FEATURE ARTICLE
Foams and Honeycombs
For centuries, the precise architecture of soap foams has been a source of wonder to children and a challenge to mathematicians
Erica Klarreich
Constructing Real Foams
At this point you may be wondering why one would not simply build a foam out of equal-volume bubbles and look at the configuration it forms. In fact, over the years many have tried the experiment. Until recently, the best known of these efforts were experiments conducted in the 1940s by the physicist Edwin Matzke, who created a foam of 1,900 bubbles one bubble at a time, using a syringe. At the end of this laborious procedure, he examined 600 bubbles at the center of the foam. Matzke found that the average number of sides belonging to each cell was very close to 14 (the number of sides of Kelvin's truncated octahedron), but he did not find a single copy of Kelvin's cell. In fact, he did not discover any ordered pattern at all. In an amusing address in 1950 to the Torrey Botanical Club at Columbia University, he warned of the dangers of leaping from mathematical models to real-world conclusions "in the twinkling of an eye."
For many years, Matzke's experiments appeared to have closed the subject. Weaire and Phelan, however, suspected that his observations were misleading. Matzke's method for creating a foam was so time-consuming that often a full day elapsed between the creation and the measurement of a bubble. This opened the door to serious errors, because as time passes, air tends to leak across foam walls from one bubble to another, altering their size and shape. Weaire and Phelan decided to try the experiment anew, and they built a foam using the time-honored and speedy method of blowing bubbles through a straw. They found several of Kelvin's cells near the surface of the foam and, deeper inside, several small fragments similar to their own structure. Weaire and Phelan observed that "with the benefit of hindsight, it would appear that the subject has suffered in the past from an excess of theorizing and a shortage of experiments." As techniques for building foams are refined, it may be hoped that they will produce clearer and clearer pictures of the structures that nature chooses for its foams.

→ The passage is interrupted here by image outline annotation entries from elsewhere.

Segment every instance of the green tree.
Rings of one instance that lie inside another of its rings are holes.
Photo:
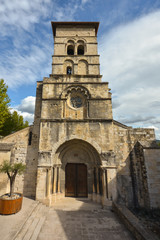
[[[0,131],[9,115],[10,99],[7,94],[8,86],[0,79]]]
[[[13,187],[17,174],[21,175],[25,171],[26,166],[22,163],[9,163],[8,161],[4,161],[2,165],[0,165],[0,172],[7,173],[7,176],[10,181],[10,197],[13,195]]]
[[[14,111],[13,113],[9,113],[8,118],[3,125],[1,135],[7,136],[28,126],[28,121],[24,122],[23,116]]]
[[[8,86],[4,80],[0,80],[0,135],[7,136],[18,130],[29,126],[28,121],[23,120],[23,116],[19,115],[16,111],[10,112],[9,103],[10,99],[7,94]]]

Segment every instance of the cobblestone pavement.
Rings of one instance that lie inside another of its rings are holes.
[[[89,200],[65,198],[49,209],[38,240],[134,239],[111,208]]]

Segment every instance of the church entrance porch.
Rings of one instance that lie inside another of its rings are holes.
[[[87,197],[87,166],[68,163],[65,169],[65,196]]]

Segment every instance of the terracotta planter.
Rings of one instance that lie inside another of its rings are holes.
[[[0,198],[0,214],[13,214],[21,210],[23,194],[18,193],[18,195],[20,195],[20,197],[17,199]]]

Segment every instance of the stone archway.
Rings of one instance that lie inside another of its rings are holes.
[[[101,165],[100,157],[96,149],[89,144],[88,142],[85,142],[83,140],[73,139],[70,141],[67,141],[63,143],[56,151],[58,154],[58,162],[60,166],[60,173],[59,173],[59,184],[60,184],[60,192],[63,193],[65,196],[74,196],[74,197],[84,197],[88,196],[93,193],[93,184],[94,184],[94,170],[95,168],[99,168]],[[72,169],[68,170],[70,171],[70,187],[72,191],[70,194],[67,194],[68,186],[66,185],[67,178],[66,178],[66,168],[67,166],[70,166]],[[82,179],[84,181],[80,181],[78,174],[81,177],[85,177],[85,174],[83,176],[83,171],[80,170],[80,168],[86,167],[86,187],[85,187],[85,179]],[[74,170],[75,169],[75,170]],[[79,169],[79,170],[78,170]],[[72,171],[75,171],[74,173]],[[79,172],[78,172],[79,171]],[[77,186],[73,186],[71,181],[75,181],[75,184]],[[82,183],[83,182],[83,183]],[[81,188],[81,190],[78,190]],[[85,189],[87,189],[87,192],[85,193]],[[74,192],[75,191],[75,192]]]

The overthrow of Kelvin's partition by a less symmetric, more complicated structure came as an intriguing, somewhat disturbing piece of news to scientists who believe that the best configuration should display beautiful symmetry. However, the Weaire-Phelan structure may enjoy only temporary status as the optimal foam structure. We should recall Penrose's dictum: When to us the contest may appear to be between two well-understood possibilities, nature may suddenly pull out of its hat a completely different and infinitely more elegant solution.